HOME

Nach 61 Stunden Debatte: Frankreichs Nationalversammlung stimmt verschärftem Asylgesetz zu

Der Weg für eine striktere Asylpolitik in Frankreich ist frei. Die französische Nationalversammlung segnete einen Gesetzesentwurf von Präsident Macron ab, der eine "kontrollierte Einwanderung" und schnelles Handeln gegen illegale Migration verspricht.

Frankreichs Nationalversammlung im palais Bourbon

Frankreichs Nationalversammlung stimmt für das umstrittene Asylgesetz von Präsident Macron. 

Picture Alliance

Emmanuel Macron treibt sein Vorhaben für eine restriktive Asylpolitik weiter voran.

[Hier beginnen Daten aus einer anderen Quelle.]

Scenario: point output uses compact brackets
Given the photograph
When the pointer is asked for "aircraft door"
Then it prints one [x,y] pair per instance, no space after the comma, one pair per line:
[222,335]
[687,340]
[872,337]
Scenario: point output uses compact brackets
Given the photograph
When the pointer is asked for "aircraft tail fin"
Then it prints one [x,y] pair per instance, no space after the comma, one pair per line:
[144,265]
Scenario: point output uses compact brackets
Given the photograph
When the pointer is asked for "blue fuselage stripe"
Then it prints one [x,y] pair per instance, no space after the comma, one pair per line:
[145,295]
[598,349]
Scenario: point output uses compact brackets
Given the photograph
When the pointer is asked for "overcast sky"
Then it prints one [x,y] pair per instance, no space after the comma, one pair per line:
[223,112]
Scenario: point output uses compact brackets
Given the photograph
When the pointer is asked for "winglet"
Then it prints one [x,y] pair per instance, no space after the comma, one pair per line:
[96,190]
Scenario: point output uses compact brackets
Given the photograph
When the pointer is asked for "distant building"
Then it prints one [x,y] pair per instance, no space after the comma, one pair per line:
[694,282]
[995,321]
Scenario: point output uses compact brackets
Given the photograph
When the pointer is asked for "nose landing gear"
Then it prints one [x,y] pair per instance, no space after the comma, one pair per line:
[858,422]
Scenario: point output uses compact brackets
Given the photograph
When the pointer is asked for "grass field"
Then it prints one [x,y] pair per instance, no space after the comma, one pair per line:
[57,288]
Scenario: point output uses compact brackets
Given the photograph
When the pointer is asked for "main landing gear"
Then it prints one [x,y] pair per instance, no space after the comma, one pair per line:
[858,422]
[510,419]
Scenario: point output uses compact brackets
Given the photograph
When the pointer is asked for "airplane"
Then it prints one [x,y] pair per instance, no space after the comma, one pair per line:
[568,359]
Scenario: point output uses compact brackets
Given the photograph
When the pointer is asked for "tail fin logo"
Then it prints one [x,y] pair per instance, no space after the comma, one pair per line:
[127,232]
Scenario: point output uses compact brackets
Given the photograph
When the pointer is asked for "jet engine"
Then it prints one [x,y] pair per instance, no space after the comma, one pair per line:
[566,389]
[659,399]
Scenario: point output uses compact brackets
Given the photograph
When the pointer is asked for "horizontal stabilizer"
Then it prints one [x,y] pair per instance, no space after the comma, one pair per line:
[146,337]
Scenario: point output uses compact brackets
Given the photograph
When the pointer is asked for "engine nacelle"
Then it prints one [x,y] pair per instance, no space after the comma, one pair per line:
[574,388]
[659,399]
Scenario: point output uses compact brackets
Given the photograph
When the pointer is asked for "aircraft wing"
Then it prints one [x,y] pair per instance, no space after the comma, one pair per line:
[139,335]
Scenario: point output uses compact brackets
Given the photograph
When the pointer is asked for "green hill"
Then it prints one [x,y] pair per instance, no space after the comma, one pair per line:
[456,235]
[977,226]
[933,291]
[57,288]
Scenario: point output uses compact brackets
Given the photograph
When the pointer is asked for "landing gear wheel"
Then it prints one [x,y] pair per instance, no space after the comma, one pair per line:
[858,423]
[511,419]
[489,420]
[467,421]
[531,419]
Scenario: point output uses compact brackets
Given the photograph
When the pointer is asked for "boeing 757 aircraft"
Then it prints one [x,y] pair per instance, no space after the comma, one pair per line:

Die französische Nationalversammlung billigte ein umstrittenes Gesetzespaket, das das Asylgesetz in Frankreich neu definieren und verschärfen soll.

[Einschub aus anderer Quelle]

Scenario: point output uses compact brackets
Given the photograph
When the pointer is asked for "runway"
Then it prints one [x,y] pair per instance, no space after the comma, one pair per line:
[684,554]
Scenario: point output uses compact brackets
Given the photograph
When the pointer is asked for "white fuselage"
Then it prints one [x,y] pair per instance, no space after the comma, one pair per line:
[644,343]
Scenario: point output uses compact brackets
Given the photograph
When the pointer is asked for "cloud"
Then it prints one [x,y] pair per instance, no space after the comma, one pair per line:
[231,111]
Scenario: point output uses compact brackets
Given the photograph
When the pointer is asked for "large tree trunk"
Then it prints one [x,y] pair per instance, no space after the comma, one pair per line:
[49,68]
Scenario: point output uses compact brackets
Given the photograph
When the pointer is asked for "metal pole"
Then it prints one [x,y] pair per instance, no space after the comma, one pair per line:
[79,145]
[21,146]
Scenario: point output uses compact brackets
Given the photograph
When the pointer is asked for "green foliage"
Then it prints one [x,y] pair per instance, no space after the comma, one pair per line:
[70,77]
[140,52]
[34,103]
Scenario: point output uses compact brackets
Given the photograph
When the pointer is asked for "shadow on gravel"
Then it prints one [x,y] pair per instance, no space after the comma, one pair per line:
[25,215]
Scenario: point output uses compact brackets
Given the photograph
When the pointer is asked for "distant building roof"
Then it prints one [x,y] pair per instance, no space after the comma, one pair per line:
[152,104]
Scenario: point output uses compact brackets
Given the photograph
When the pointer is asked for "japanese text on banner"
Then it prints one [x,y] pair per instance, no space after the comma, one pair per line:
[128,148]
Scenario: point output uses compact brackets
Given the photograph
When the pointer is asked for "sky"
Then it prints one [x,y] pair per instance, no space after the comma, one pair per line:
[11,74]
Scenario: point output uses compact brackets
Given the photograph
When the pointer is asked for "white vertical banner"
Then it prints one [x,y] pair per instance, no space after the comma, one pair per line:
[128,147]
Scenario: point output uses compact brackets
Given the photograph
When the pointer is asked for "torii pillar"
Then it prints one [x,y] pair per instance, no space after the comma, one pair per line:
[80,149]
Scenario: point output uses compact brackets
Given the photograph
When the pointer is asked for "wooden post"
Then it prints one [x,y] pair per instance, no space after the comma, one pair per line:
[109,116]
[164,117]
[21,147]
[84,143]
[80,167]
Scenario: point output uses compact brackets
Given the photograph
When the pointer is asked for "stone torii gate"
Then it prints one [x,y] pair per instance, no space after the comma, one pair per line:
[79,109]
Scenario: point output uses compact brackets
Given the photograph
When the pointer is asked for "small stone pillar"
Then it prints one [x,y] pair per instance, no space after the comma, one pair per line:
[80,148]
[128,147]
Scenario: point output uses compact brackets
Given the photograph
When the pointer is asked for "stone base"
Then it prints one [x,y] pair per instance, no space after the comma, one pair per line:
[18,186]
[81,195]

Nach einer 61-stündigen Debatte gaben die Abgeordneten in Paris grünes Licht für die Durchsetzung des Entwurfs. Nun muss nur noch der Senat zustimmen. Macron bekam immer wieder aus eigenen Reihen und auch von außerhalb heftige Kritik für den Gesetzesentwurf zu spüren. Ein Abgeordneter erklärte aufgrund des Gesetzes seinen Rücktritt.

Hilfsorganisationen in Frankreich kritisieren Gesetzesentwurf

 In der finalen Abstimmung am Sonntagabend votierten 228 Abgeordnete für und 139 gegen die neuen Gesetze. Selbst innerhalb der Regierungspartei des sozialliberalen Präsidenten Emmanuel Macron gab es Abweichler.
Nun muss der Senat über das Vorhaben beraten, in dem die vorwiegend dem Mitte-Links-Lager angehörende Opposition die Mehrheit hat.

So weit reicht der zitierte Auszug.